Так папству в лице Григория XVI приходилось платиться за вины и заблуждения целого ряда столетий. Сам по себе папа, насколько он стоял вне системы, был человек преданный искусству и науке. Он собирал и приводил в порядок этрусские и египетские художественные произведения, расширил музеи Рима и восстановил несколько церквей; расширил он также и библиотеку в Ватикане, хотя и нисколько не облегчил доступа к ней. Свободы науки он не признавал, и научные собрания не терпел в своей области, так как они могли быть опасны для церкви римской. Не благосклонно относился он и к железным дорогам, так как они более вводили Рим в бурный водоворот жизни мира сего. Подданным его, однако, совсем не нравилось жить в церковном отчуждении от остального мира; напротив, иностранцы с удовольствием видели, что Рим укрывался от веянии нового времени, стараясь сохранить в себе тип древнего города, представлявшего более привлекательности для художников и любителей искусства.

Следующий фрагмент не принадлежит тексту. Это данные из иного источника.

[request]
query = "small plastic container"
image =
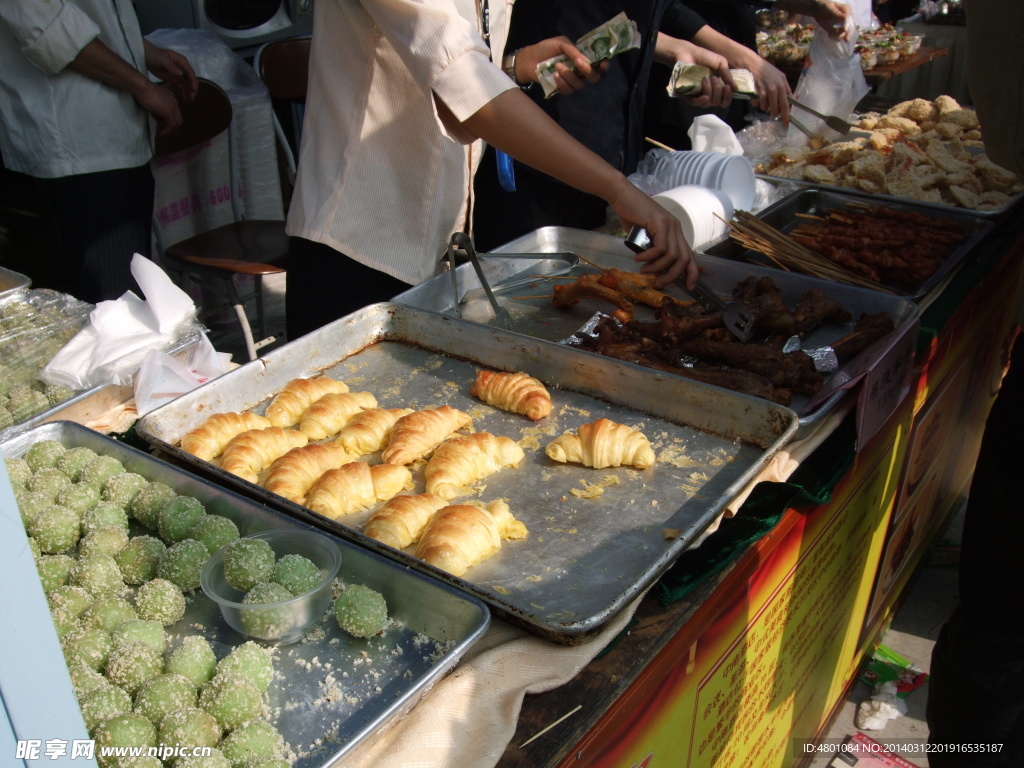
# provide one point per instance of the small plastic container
(285, 622)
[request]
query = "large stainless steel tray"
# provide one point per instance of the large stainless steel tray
(585, 558)
(784, 216)
(530, 305)
(330, 690)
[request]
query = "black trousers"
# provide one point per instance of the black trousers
(323, 285)
(103, 219)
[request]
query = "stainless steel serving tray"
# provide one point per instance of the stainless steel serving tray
(330, 690)
(783, 216)
(531, 309)
(596, 537)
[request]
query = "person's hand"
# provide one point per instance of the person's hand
(567, 79)
(173, 69)
(671, 256)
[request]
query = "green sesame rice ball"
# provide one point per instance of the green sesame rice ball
(247, 562)
(252, 741)
(214, 531)
(194, 659)
(104, 702)
(74, 600)
(142, 631)
(297, 573)
(98, 574)
(182, 563)
(43, 454)
(102, 515)
(160, 600)
(73, 460)
(56, 529)
(177, 516)
(85, 680)
(54, 570)
(122, 487)
(231, 698)
(139, 558)
(145, 506)
(18, 471)
(190, 727)
(108, 613)
(48, 481)
(162, 695)
(360, 611)
(251, 662)
(99, 470)
(89, 646)
(107, 541)
(131, 665)
(78, 498)
(126, 729)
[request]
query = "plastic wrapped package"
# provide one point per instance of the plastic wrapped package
(34, 326)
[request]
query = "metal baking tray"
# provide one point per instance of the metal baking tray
(536, 316)
(596, 537)
(783, 216)
(330, 691)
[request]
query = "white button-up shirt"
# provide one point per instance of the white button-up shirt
(54, 122)
(379, 178)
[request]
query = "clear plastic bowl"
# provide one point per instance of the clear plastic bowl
(284, 622)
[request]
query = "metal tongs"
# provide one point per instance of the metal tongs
(462, 242)
(735, 316)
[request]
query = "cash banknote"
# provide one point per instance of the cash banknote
(611, 38)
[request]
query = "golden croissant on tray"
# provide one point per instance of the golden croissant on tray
(370, 430)
(399, 522)
(250, 453)
(356, 486)
(294, 473)
(328, 415)
(420, 432)
(518, 392)
(465, 459)
(211, 437)
(462, 536)
(603, 443)
(298, 394)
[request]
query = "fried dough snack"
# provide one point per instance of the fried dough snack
(517, 392)
(287, 407)
(248, 454)
(464, 459)
(356, 486)
(602, 443)
(328, 415)
(418, 433)
(294, 473)
(400, 522)
(210, 437)
(461, 536)
(370, 430)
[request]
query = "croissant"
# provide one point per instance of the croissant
(332, 412)
(420, 432)
(370, 430)
(461, 460)
(298, 394)
(210, 437)
(460, 536)
(603, 443)
(294, 473)
(356, 486)
(248, 454)
(519, 393)
(400, 521)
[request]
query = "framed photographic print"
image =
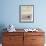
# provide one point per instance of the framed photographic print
(26, 13)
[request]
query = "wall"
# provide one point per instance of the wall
(9, 13)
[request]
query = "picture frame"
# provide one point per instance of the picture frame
(26, 13)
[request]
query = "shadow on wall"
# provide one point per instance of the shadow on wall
(2, 26)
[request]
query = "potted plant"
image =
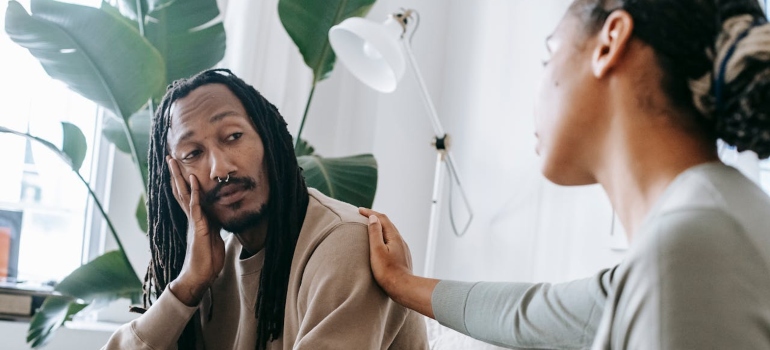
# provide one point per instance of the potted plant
(121, 57)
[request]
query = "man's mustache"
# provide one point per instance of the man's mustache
(245, 183)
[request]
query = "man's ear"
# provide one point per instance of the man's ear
(613, 41)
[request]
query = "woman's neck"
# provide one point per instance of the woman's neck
(641, 162)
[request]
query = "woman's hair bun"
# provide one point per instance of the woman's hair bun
(736, 94)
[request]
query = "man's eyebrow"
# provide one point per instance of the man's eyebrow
(215, 118)
(221, 115)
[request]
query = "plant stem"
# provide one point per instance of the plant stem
(129, 134)
(304, 116)
(140, 17)
(106, 218)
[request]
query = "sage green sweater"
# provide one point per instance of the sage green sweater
(697, 276)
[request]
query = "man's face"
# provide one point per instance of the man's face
(211, 137)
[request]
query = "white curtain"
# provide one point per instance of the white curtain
(481, 61)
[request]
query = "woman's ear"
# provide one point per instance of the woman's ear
(613, 41)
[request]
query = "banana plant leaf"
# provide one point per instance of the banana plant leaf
(52, 314)
(303, 148)
(348, 179)
(308, 23)
(76, 44)
(139, 124)
(189, 34)
(128, 7)
(104, 279)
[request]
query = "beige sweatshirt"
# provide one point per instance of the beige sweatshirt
(332, 302)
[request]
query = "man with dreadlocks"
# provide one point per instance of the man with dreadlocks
(294, 273)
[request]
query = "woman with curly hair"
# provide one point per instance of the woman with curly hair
(635, 95)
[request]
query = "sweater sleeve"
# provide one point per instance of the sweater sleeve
(523, 315)
(340, 305)
(698, 281)
(158, 329)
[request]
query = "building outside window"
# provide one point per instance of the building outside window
(45, 211)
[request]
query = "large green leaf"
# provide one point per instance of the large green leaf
(303, 148)
(109, 277)
(104, 279)
(128, 7)
(77, 45)
(52, 314)
(189, 35)
(349, 179)
(74, 145)
(308, 23)
(140, 124)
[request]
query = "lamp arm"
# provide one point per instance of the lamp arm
(435, 122)
(438, 129)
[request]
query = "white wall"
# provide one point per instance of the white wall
(481, 61)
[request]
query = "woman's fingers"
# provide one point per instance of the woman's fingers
(376, 242)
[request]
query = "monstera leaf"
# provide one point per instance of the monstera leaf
(76, 44)
(102, 280)
(308, 23)
(348, 179)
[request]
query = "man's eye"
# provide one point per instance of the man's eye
(235, 136)
(191, 155)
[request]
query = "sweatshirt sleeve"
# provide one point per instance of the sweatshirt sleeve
(524, 315)
(159, 328)
(340, 306)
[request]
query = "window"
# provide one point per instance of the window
(38, 192)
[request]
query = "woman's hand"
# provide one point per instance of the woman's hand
(205, 255)
(392, 265)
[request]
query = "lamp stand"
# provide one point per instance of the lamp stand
(444, 161)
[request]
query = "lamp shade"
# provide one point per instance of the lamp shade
(371, 51)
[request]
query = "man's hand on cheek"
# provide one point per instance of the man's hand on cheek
(205, 255)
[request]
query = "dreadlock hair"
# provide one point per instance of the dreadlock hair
(286, 207)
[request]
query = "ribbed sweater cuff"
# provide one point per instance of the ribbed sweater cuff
(162, 324)
(449, 301)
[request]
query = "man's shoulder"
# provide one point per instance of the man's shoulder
(326, 210)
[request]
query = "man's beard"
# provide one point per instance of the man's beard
(243, 221)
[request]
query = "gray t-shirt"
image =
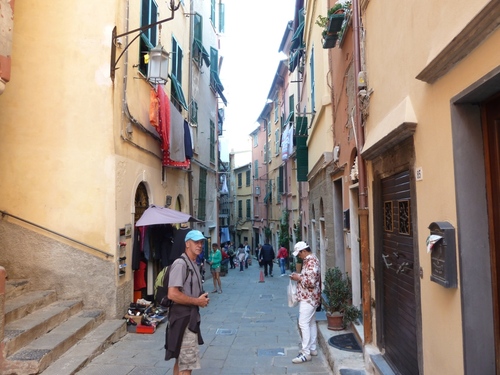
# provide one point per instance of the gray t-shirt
(192, 287)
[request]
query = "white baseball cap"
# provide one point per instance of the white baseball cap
(301, 245)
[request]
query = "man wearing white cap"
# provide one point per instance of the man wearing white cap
(309, 297)
(185, 289)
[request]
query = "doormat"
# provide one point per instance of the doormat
(346, 341)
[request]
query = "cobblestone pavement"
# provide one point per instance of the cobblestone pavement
(248, 329)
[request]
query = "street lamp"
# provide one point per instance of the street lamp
(158, 65)
(159, 55)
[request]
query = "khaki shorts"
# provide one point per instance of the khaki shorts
(189, 356)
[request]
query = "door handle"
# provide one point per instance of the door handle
(384, 257)
(404, 267)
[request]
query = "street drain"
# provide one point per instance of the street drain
(225, 332)
(271, 352)
(268, 296)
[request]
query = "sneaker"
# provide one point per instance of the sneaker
(301, 358)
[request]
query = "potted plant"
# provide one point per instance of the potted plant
(336, 300)
(333, 23)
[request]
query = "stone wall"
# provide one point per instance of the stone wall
(75, 274)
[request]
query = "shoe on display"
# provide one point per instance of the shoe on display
(301, 358)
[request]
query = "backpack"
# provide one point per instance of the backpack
(164, 301)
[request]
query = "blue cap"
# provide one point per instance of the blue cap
(194, 235)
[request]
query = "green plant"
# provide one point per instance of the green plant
(337, 295)
(322, 21)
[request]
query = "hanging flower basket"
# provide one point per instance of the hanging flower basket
(335, 22)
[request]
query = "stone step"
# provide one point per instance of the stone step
(23, 305)
(88, 348)
(21, 332)
(37, 355)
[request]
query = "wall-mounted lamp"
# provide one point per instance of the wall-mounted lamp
(158, 65)
(115, 40)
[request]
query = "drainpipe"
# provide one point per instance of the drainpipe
(363, 191)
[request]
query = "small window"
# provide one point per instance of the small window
(212, 141)
(148, 39)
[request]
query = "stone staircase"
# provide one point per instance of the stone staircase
(45, 335)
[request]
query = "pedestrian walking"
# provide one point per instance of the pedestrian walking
(215, 259)
(200, 262)
(267, 257)
(230, 252)
(247, 254)
(308, 295)
(282, 257)
(185, 290)
(241, 256)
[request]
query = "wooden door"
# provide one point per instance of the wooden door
(398, 278)
(491, 132)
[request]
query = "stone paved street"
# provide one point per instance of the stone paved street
(248, 329)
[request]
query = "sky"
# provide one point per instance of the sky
(249, 47)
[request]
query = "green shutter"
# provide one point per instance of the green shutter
(301, 150)
(302, 159)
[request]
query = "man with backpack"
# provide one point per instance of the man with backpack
(185, 291)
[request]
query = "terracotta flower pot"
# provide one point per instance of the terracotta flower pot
(335, 321)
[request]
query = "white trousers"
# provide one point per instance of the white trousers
(308, 328)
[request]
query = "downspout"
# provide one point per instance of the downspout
(190, 90)
(362, 188)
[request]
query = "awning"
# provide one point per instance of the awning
(178, 93)
(155, 215)
(299, 33)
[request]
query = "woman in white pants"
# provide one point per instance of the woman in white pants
(309, 297)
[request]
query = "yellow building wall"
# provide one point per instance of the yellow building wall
(67, 162)
(421, 30)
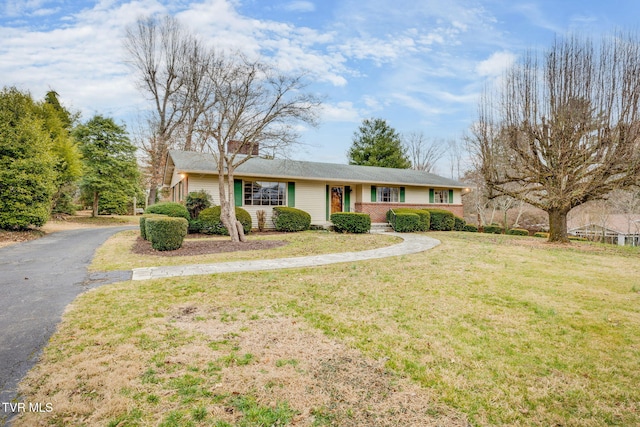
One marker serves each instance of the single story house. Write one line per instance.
(317, 188)
(618, 229)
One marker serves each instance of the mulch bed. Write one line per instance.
(202, 247)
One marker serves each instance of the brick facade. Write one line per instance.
(378, 211)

Не было недостатка в Риме и в ученых старого закала. Замечательным гением лингвистики был Джузеппе Меццофанти, который мог читать и говорить на пятидесяти языках. По внешности он был весьма невзрачен, имел несуразную голову с узкими глазами. Когда один френолог заметил, что строение его черепа указывает, именно, на особенный дар изучения многих языков, то Меццофанти иронически сказал на это: «но ведь френолог, говоря это, уже, конечно, знал, что я знаю более 50 языков». Анжело Майо, впоследствии папский библиотекарь, прославился учеными и счастливыми открытиями в области классической и патристической литературы. В Амброзианской библиотеке в Милане он в числе манускриптов под более позднею письменностью открыл древние, трудно читаемые письмена, которые он, однако, с помощью различных химических средств довел до удобочитаемости. Это открытие, так наз., палимпсестов имело большое научное значение; но только странная ревнивость, которою отличался Майо, как библиотекарь Ватикана, долго препятствовала другим ученым разделять с ним честь исследования, а сам он своею торопливостью только умалял значение своих исследований.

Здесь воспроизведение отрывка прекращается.